Steven A. Sund is a 30-year law enforcement veteran who served as Chief of the U.S. Capitol Police from 2019 until January 8, 2021. Before that, he spent more than two decades with the Metropolitan Police Department of Washington, D.C., leading major incident responses from presidential inaugurations to active shooter situations. On January 6, 2021, he was the man responsible for defending the Capitol—and the man now directly refuting former House Speaker Nancy Pelosi’s version of events.

We bring this up because January 6 is one of the most politically charged days in modern history, and the attack on the Capitol has shaped laws, prosecutions, and public opinion ever since.

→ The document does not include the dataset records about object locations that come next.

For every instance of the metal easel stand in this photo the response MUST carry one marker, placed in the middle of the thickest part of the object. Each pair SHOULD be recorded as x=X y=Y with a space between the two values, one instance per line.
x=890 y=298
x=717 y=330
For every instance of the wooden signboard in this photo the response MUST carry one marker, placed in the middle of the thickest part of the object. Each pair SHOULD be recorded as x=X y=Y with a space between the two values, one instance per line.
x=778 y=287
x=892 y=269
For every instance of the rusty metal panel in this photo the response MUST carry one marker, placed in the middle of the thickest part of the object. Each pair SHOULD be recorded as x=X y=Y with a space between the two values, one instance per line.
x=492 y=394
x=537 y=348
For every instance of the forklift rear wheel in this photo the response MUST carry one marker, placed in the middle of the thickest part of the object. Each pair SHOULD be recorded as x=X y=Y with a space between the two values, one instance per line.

But according to Sund, the dominant narrative about what happened—and who delayed the National Guard—is not the truth. This article is not about taking sides in a partisan fight. It’s about looking at the facts, the timeline, and the law so that the truth is not buried under political spin.

Pelosi recently claimed that Donald Trump delayed deploying the National Guard during the Capitol riot. Sund, who was actually in charge of securing the building that day, says that claim doesn’t match the facts or the legal reality of his role. Under 2 U.S.C. § 1970, the Capitol Police Chief cannot deploy the National Guard on his own. That authority rests with the Capitol Police Board, which includes the House Sergeant at Arms—a position appointed by and accountable to the Speaker of the House.

Sund says that on January 3, three days before the attack, he requested National Guard support and was denied. He even had an offer from the Pentagon to provide troops, but was forced to decline because he lacked the legal authority without the Board’s approval. On January 6, as the Capitol was under assault, Sund says he again urgently requested the Guard at 12:58 p.m. That request sat for over 70 minutes as it was “run up the chain” for approval. The green light didn’t come until 2:09 p.m.—by then, rioters had already breached the building and officers were fighting for control.

The key point in Sund’s rebuttal is that the delay was not caused by Trump, but by the internal security chain tied to congressional leadership. And that matters, because outcomes don’t lie. The outcome on January 6 was a catastrophic security failure—one that began before the first rioter even arrived. Advance requests for troops were denied. Authority to act was trapped in a political process. And when the call for help finally came during the crisis, it was stalled by over an hour of procedural delay.

Sund also notes the contrast: days after the riot, Pelosi ordered the Capitol surrounded by thousands of armed National Guard troops and topped fencing with concertina wire. In his view, when the political optics aligned, the security was there. When lives and the Capitol’s safety were on the line in real time, it wasn’t.

This is not about partisan point-scoring—it’s about structural flaws that put politics above security. If Congress truly wants to prevent another January 6, it should start by removing political bottlenecks from urgent security decisions. That would be a real reform. That would be an outcome worth debating.